Regulasi kebijakan yang responsif gender di atas juga mengkongkritkannya sampai pada taraf alokasi pembiayaan dalam setiap APBD. Seperti yang tertuang dalam bab III, pasal 9 ayat 1, “Segala pembiayaan yang diperlukan bagi pelaksanaan pengarusutamaan gender di daerah dibebankan kepada Anggaran Pendapatan dan Belanja Negara (APBN), dan Anggaran Pendapatan dan Belanja Daerah (APBD) untuk masing?masing Provinsi, Kabupaten dan Kota sekurang?kurangnya minimal sebesar 5 % (lima persen) dari APBD Provinsi, Kabupaten dan Kota”. Namun realitas di lapangan, APBD 2006 sebagian besar kabupaten/kota masih enggan untuk mengalokasikan dananya sebesar 5 persen dari total APBDnya.

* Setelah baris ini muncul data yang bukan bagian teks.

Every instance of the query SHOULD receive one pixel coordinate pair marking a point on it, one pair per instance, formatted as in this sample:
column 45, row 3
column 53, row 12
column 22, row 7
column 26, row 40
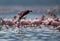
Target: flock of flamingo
column 20, row 21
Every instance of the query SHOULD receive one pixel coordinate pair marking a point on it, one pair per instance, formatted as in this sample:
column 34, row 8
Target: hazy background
column 9, row 8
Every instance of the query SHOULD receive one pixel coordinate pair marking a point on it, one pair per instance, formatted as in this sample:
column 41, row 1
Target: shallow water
column 29, row 34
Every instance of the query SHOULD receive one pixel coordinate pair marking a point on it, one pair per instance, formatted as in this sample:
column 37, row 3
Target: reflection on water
column 29, row 34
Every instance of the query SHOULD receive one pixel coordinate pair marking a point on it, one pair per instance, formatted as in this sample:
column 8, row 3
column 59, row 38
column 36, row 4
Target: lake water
column 29, row 34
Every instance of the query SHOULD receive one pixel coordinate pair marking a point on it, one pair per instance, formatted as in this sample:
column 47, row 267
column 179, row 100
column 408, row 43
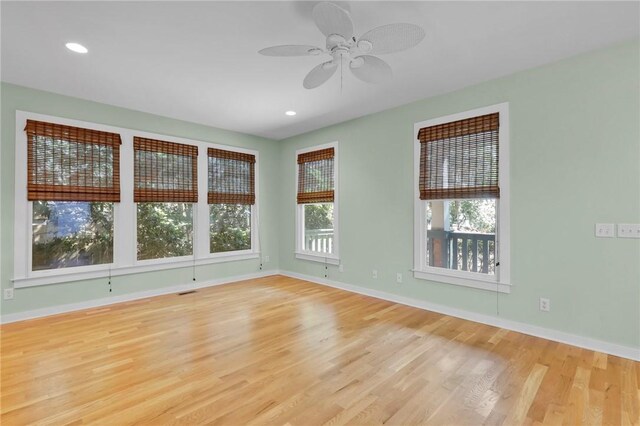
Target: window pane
column 318, row 228
column 165, row 230
column 68, row 234
column 230, row 227
column 461, row 235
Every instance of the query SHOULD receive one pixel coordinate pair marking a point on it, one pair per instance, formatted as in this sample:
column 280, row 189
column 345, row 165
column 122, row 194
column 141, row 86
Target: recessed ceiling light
column 76, row 47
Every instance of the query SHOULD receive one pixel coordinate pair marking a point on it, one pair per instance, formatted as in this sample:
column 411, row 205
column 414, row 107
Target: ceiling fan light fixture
column 329, row 65
column 365, row 45
column 356, row 63
column 76, row 47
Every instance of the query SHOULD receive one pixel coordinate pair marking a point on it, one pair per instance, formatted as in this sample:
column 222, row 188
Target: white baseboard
column 545, row 333
column 70, row 307
column 532, row 330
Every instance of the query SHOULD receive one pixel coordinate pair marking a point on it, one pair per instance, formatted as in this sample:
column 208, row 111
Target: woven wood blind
column 315, row 177
column 67, row 163
column 231, row 177
column 164, row 172
column 460, row 159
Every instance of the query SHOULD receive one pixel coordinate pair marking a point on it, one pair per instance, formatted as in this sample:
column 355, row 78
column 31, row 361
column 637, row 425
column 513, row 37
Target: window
column 73, row 181
column 70, row 233
column 165, row 188
column 95, row 201
column 462, row 206
column 317, row 230
column 231, row 197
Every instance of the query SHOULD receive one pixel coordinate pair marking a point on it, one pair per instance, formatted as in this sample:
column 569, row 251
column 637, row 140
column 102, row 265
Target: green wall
column 575, row 161
column 20, row 98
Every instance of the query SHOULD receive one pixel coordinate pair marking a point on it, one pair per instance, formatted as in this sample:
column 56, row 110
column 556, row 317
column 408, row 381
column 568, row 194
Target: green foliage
column 473, row 215
column 67, row 234
column 230, row 227
column 165, row 230
column 318, row 216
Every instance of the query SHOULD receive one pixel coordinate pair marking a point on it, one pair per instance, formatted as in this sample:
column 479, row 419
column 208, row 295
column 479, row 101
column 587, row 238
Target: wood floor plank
column 281, row 351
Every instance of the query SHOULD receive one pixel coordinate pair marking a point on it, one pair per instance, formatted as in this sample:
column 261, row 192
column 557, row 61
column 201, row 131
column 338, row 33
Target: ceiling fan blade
column 291, row 50
column 370, row 69
column 332, row 19
column 319, row 75
column 392, row 38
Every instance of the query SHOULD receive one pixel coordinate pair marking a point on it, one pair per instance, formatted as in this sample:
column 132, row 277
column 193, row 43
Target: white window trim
column 300, row 253
column 124, row 250
column 501, row 281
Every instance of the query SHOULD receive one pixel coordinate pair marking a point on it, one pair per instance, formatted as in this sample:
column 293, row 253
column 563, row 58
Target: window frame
column 300, row 253
column 124, row 213
column 501, row 281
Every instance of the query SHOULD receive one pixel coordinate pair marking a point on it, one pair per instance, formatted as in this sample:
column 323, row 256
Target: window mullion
column 201, row 233
column 125, row 211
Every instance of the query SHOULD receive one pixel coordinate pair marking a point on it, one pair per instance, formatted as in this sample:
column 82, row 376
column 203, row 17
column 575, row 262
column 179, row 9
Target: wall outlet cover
column 545, row 304
column 8, row 293
column 605, row 230
column 629, row 230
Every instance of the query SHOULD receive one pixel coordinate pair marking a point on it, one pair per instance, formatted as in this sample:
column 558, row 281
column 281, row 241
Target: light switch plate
column 8, row 294
column 629, row 230
column 605, row 230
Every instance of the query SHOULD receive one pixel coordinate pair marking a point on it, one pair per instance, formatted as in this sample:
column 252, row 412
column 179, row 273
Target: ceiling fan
column 335, row 23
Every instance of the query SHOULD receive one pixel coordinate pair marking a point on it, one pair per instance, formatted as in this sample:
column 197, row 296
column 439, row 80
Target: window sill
column 59, row 276
column 331, row 260
column 465, row 281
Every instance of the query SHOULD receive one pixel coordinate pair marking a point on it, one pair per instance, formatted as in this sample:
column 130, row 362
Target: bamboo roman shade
column 67, row 163
column 231, row 177
column 460, row 159
column 315, row 177
column 164, row 172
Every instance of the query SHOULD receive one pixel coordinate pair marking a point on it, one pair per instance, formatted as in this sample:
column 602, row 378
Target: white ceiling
column 198, row 61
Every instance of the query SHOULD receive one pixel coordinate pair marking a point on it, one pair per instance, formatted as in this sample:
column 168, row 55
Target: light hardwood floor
column 279, row 350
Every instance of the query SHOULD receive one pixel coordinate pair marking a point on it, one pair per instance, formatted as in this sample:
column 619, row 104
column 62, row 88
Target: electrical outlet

Dalam realitasnya, Kepmendagri 132 thaun 2003, tidak secara tegas membicarakan tentang anggaran yang responsif gender. Peraturan tersebut hanya “menganjurkan” tentang pengarusutamaan gender dalam penyusunan program dalam yang dibebankan dalam APBD (pasal 9 ayat 1), tidak mengharuskan bahwa semua perencanaan dan penyusunan program dalam APBD menggunakan alat analisa “gender budget”. Selain itu, kekuatan Kepmendagri 132 tahun 2003, pada struktur perundang-udangan penganggaran belum kuat. Sehingga pengindahan pemerintah dan legeslatif daerah atas hal itu, tidak mendapat sangsi apapun dari mentri dalam negri. Ke depan, sekiranya perlu ada peraturan yang lebih kuat untuk “mewajibkan” semua APBD yang mengharuskan penyusunan APBD dengan kerangka “gender budget”.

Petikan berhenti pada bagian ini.